People First: Outreach Center for Community Resources seeks to improve families’ lives

Chamber News

It’s a story whose outcome could have been much different.

Two high school seniors had a child together and sought the aid of Scranton-based Outreach Center for Community Resources. As part of the center’s Parents as Teachers program, they learned parenting skills and were given the tools and support they needed to stay in school. Now, both parents are employed, and the child’s mother has enrolled in a local community college.

“This outcome was critically important,” said Kristin Cianfichi, Director of Community Outreach and Resource Development. “It disrupts the cycle of poverty and ensures the child has an opportunity for success in school late on.”

Founded in 1988 as EOTC (Employment Opportunity Training Center), Outreach’s main mission is to help families thrive by helping them become stable and economically self-sufficient. This happens through offering resources for life skills, literacy, employment training, parenting, early childhood education, youth mentoring, and wrap-around case management, among others, affecting the lives of more than 5,000 families in our region.

“We put respect for the individual first because we firmly believe that everyone who comes to Outreach deserves to be treated with respect and dignity,” Cianfichi said. “Our program participants are more than statistics—they are individuals with hopes, dreams, and fears. We meet each participant where he or she is in life and work together to devise plans to achieve the skills and tools needed to move toward stability and economic self-sufficiency.

As a state-designated local Family Center, Outreach provides programs addressing the family as a unit, such as the evidence-based Parents as Teachers initiative and Incredible Years, which help individuals develop positive and healthy parenting skills, removing risk factors, such as harsh or inconsistent discipline, all with the goal of helping children grow.

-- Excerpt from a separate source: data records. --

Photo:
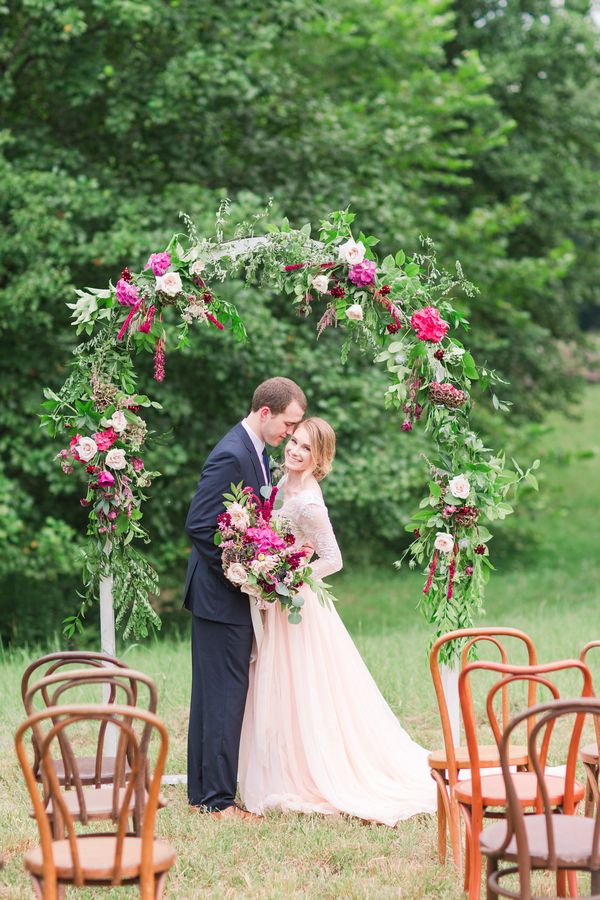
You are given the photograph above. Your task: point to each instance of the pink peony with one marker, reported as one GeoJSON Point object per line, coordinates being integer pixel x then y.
{"type": "Point", "coordinates": [105, 439]}
{"type": "Point", "coordinates": [159, 263]}
{"type": "Point", "coordinates": [363, 273]}
{"type": "Point", "coordinates": [73, 446]}
{"type": "Point", "coordinates": [428, 324]}
{"type": "Point", "coordinates": [266, 539]}
{"type": "Point", "coordinates": [127, 294]}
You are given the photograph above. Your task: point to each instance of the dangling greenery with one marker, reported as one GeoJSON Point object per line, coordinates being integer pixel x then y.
{"type": "Point", "coordinates": [399, 309]}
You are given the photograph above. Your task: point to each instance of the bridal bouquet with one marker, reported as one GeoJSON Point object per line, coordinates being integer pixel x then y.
{"type": "Point", "coordinates": [258, 553]}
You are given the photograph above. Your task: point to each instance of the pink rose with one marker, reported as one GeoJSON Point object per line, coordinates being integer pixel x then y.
{"type": "Point", "coordinates": [428, 324]}
{"type": "Point", "coordinates": [127, 294]}
{"type": "Point", "coordinates": [105, 439]}
{"type": "Point", "coordinates": [363, 273]}
{"type": "Point", "coordinates": [159, 263]}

It also collaborates with other local organizations, such as the Wright Center and the Treatment Court Advocacy Center of Lackawanna County, to provide life skills courses and other wrap-around programs to those battling opioid use, or substance use disorders.

“In one case, a man received his GED through our class at the Lackawanna County Prison,” Cianfichi said. “After he re-entered our community, he enrolled in college and earned his bachelor’s degree. He is now preparing to apply to law school.”

“We find that people want to help themselves,” she continued. “Our programs just give them the much-needed boost to set them on a course to achieve their goals. Everyone deserves the opportunity to succeed. This is what motivates us to we do what we do.”